Three things come to mind. First, invite constituents with disabilities to share their assistive technology success stories in a public way with other legislative members. Second, publish success stories. Third, appropriate funding and pass laws that enable people with disabilities to do as much as possible on their own. Wouldn't everyone want that?

Beverly Armstrong - Richmond Heights, MO

I graduated from the Missouri School for the Blind and went on to Missouri Valley College, where I obtained a B.A. in Human Relations. For seven years I worked in public relations for 1st National Bank in St. Louis. I became a stay at home mom when my daughter was born. When she started school, I began volunteering for Meals with Wheels, which I did for seventeen years. In 1989, at the age of 52, I became the hunger action coordinator for the Presbytery of Giddings-Lovejoy. I also began using a computer for the first time. (I initially thought I was going to blow it up!) My job responsibilities include working with the hunger ministries of more than 100 churches. In addition, I serve on the board of the St. Louis Area Food Banks and on the boards of three United Way supported emergency food and shelter programs.
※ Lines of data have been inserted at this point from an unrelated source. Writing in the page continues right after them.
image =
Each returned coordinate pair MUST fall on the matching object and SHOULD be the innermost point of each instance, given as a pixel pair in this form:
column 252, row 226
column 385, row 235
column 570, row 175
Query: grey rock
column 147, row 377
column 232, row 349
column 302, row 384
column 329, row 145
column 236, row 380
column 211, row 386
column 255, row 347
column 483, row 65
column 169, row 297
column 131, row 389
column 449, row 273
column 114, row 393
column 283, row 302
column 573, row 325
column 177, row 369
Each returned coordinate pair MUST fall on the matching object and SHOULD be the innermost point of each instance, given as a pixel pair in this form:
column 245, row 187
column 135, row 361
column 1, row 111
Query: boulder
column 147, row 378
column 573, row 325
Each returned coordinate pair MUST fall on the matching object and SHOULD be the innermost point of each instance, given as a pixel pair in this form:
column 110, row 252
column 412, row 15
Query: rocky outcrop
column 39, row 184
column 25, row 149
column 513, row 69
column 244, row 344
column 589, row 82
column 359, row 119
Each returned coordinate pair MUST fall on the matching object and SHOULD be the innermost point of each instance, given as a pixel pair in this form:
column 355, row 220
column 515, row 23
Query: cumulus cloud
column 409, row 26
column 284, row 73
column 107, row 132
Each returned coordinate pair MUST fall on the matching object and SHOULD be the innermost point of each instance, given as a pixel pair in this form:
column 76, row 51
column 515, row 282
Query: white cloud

How Do You Use Assistive Technology?

A screen reader program used in conjunction with my computer helps me complete word processing tasks. For taking notes I use a device called a Braille Lite. A braille watch helps me keep track of time and a talking calculator helps me monitor the funds I am responsible for.

What Would Your Life Be Like Without Assistive Technology?
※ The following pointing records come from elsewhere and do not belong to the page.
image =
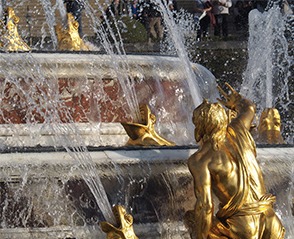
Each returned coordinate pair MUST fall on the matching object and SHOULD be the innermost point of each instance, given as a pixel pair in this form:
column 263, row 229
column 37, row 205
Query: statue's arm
column 204, row 205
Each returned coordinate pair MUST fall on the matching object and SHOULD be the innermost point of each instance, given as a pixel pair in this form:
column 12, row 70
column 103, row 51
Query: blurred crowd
column 211, row 17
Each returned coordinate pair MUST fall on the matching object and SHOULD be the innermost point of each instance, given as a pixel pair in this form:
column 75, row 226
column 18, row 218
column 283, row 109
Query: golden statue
column 10, row 39
column 226, row 165
column 269, row 128
column 123, row 229
column 69, row 38
column 143, row 133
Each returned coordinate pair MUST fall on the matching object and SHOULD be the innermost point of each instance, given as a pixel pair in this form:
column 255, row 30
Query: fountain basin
column 48, row 190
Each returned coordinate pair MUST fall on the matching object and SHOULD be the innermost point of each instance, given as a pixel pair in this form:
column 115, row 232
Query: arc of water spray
column 120, row 65
column 182, row 53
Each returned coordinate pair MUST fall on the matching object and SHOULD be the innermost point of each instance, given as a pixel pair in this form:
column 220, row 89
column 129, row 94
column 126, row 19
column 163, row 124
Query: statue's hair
column 212, row 121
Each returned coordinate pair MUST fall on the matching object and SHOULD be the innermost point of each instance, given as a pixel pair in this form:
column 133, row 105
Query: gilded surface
column 10, row 39
column 225, row 165
column 69, row 38
column 123, row 229
column 269, row 128
column 143, row 133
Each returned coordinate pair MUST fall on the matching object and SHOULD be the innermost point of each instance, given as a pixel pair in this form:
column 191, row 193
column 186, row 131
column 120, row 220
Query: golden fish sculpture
column 143, row 133
column 10, row 39
column 123, row 229
column 69, row 38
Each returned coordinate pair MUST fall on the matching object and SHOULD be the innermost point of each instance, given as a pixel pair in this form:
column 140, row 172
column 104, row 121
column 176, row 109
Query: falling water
column 266, row 78
column 62, row 10
column 178, row 42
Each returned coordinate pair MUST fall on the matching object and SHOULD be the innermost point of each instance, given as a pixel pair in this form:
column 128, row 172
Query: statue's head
column 211, row 121
column 270, row 120
column 269, row 128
Extremely limited. Without adaptations to my computer and the other forms of assistive technology I use, I would not be able to do the work I do.
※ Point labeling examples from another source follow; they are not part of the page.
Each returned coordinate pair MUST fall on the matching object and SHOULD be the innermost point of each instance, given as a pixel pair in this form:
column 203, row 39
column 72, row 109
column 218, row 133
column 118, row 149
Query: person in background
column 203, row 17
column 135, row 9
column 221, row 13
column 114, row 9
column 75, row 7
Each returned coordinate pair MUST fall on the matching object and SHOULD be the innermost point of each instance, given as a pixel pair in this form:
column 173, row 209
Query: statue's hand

What Suggestions Would You Give To The Governor And The Legislature About Support Of Assistive Technology?

For people with disabilities to be part of the workplace, it is imperative that they make assistive technology available.

Scott Higdon - Florissant, MO

I have a B.S. in Computer Science and Math, a B.A. in Earth Science, a M.S. in Geography and another M.S. in Artificial Intelligence. I have been employed by the U.S. Government for the last eleven years. I am 36 years old and have cerebral palsy. Away from work, I am involved in my church and serve as a trustee for Barrington Downs. I enjoy board games, travel, hunting, fishing and being outdoors.

How Do You Use Assistive Technology?

My primary forms of assistive technology are my electric wheelchair and my adapted van. At work I have a computer that has voice-activation capabilities. Where possible, I like to design and make my own assistive devices.

What Do You Think Your Life Would Be Like Without Assistive Technology?

Life would be pretty boring. Without assistive technology, I do not think I would be able to do a lot of the things that I do.

What Suggestions Would You Give To The Governor And The Legislature About Support Of Assistive Technology?

It is incredibly important to all individuals, not just persons with disabilities. If you make a world that is universally accessible, everyone will be better off.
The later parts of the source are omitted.